# Threshold Analysis

In [5]:
import os
import pandas as pd

# user defined methods
import sys
sys.path.append('../utils')

from threshold_analysis import extract_info_folder, extract_log, create_heatmap

log_path = '../../results/threshold/2023-11-13/'
log_dir = os.listdir(log_path)


In [8]:
# Initialize a dictionary to store the best model for each i and j
best_models = {}

for folder in os.listdir(log_path):
    folder_path = os.path.join(log_path, folder)
    if os.path.isdir(folder_path):
        log_file_path = os.path.join(folder_path, 'find_threshold.log')
        if os.path.isfile(log_file_path):
            dataset, model, target, threshold_j, threshold_i = extract_info_folder(folder)
            f1_test, f1_val, fn_rate, cm = extract_log(log_file_path)
            
            if fn_rate is not None:  # Ensure fn_rate is not None
                key = (threshold_j, threshold_i)
                if key not in best_models or (fn_rate < best_models[key][0] or 
                                              (fn_rate == best_models[key][0] and f1_test > best_models[key][1]) or 
                                              (fn_rate == best_models[key][0] and f1_test == best_models[key][1] and f1_val > best_models[key][2])):
                    best_models[key] = (fn_rate, f1_test, f1_val, model, threshold_j, threshold_i)

# Create a dataframe from the best models
df = pd.DataFrame.from_dict(best_models, orient='index', 
                            columns=['False Negative Rate', 'F1 Test Score', 'F1 Val Score', 'Model', 'j_value', 'i_value'])


df_sorted = df.sort_values(by=['j_value', 'i_value'])

In [9]:
df_sorted.head()

Unnamed: 0,False Negative Rate,F1 Test Score,F1 Val Score,Model,j_value,i_value
"(1, 1)",0.003681,0.996933,0.99343,xgboost,1,1
"(1, 2)",0.003681,0.996933,0.99343,xgboost,1,2
"(1, 3)",0.003681,0.996933,0.99343,xgboost,1,3
"(1, 4)",0.003681,0.996933,0.99343,xgboost,1,4
"(1, 5)",0.003681,0.996933,0.99343,xgboost,1,5


In [10]:
# Create and save heatmaps individually as images
pivot_f1_test = df.pivot("i_value", "j_value", "F1 Test Score")
create_heatmap(pivot_f1_test, 'F1 Test Score for Each i, j Combination', '../../visualizations/f1_test_score_heatmap.png')

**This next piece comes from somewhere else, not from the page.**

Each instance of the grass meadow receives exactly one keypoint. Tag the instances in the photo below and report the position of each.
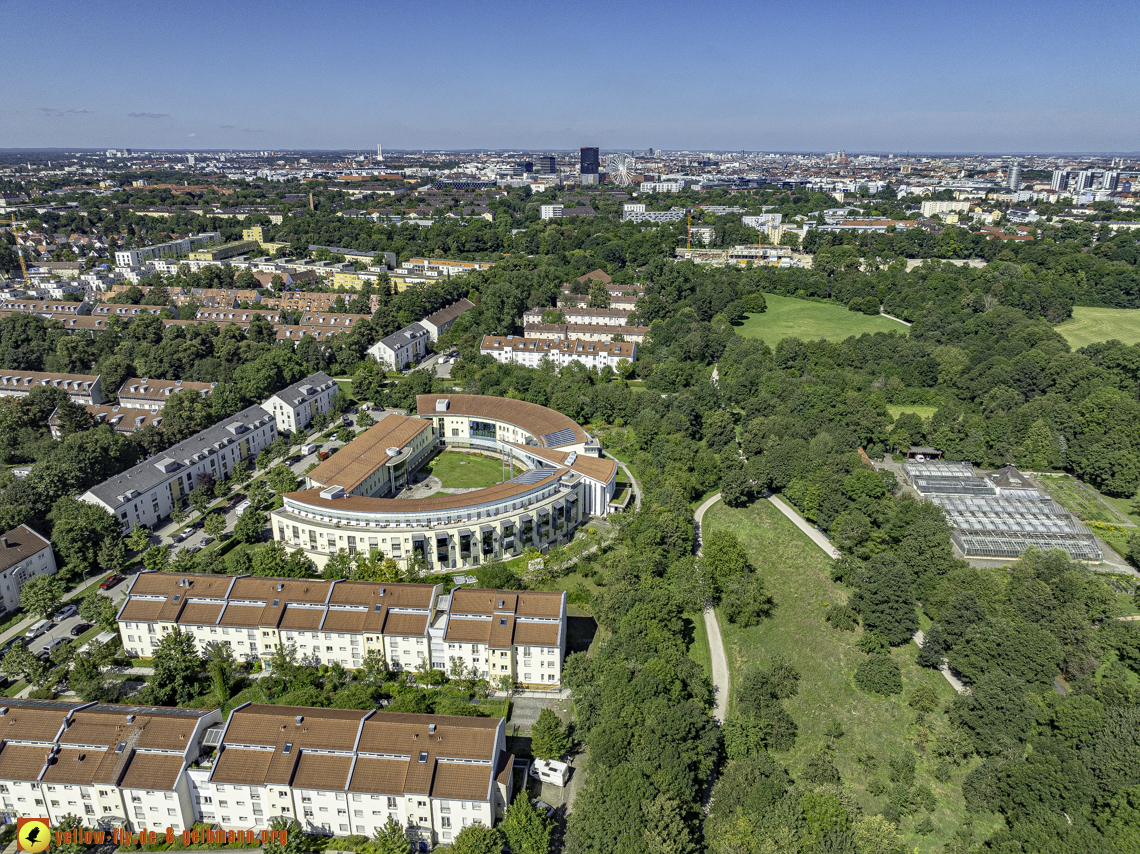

pivot_f1_val = df.pivot("i_value", "j_value", "F1 Val Score")
create_heatmap(pivot_f1_val, 'F1 Validation Score for Each i, j Combination', '../../visualizations/f1_val_score_heatmap.png')

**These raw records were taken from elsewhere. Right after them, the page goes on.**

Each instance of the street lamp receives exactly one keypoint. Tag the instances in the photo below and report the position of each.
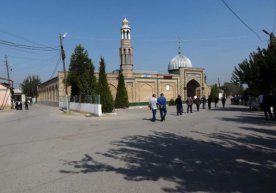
(271, 36)
(64, 68)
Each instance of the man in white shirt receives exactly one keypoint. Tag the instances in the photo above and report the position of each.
(153, 107)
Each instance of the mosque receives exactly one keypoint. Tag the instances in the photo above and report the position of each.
(182, 78)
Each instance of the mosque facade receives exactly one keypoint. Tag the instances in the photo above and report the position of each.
(182, 78)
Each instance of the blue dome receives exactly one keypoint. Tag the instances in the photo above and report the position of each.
(179, 61)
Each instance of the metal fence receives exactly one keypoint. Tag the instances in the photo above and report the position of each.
(92, 99)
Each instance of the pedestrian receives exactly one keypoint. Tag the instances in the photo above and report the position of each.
(216, 100)
(197, 102)
(223, 100)
(153, 107)
(260, 100)
(203, 100)
(274, 104)
(189, 105)
(26, 105)
(267, 103)
(179, 105)
(162, 102)
(209, 100)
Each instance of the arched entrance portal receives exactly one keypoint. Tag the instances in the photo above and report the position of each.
(193, 88)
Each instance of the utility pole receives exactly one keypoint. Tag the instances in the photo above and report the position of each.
(7, 67)
(64, 69)
(9, 80)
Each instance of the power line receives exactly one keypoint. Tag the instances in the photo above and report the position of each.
(239, 18)
(27, 47)
(20, 37)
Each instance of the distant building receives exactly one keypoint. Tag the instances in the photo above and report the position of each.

pivot_fn_rate = df.pivot("i_value", "j_value", "False Negative Rate")
create_heatmap(pivot_fn_rate, 'False Negative Rate for Each i, j Combination', '../../visualizations/fn_rate_heatmap.png')

In a future version of pandas all arguments of DataFrame.pivot will be keyword-only.
In a future version of pandas all arguments of DataFrame.pivot will be keyword-only.
In a future version of pandas all arguments of DataFrame.pivot will be keyword-only.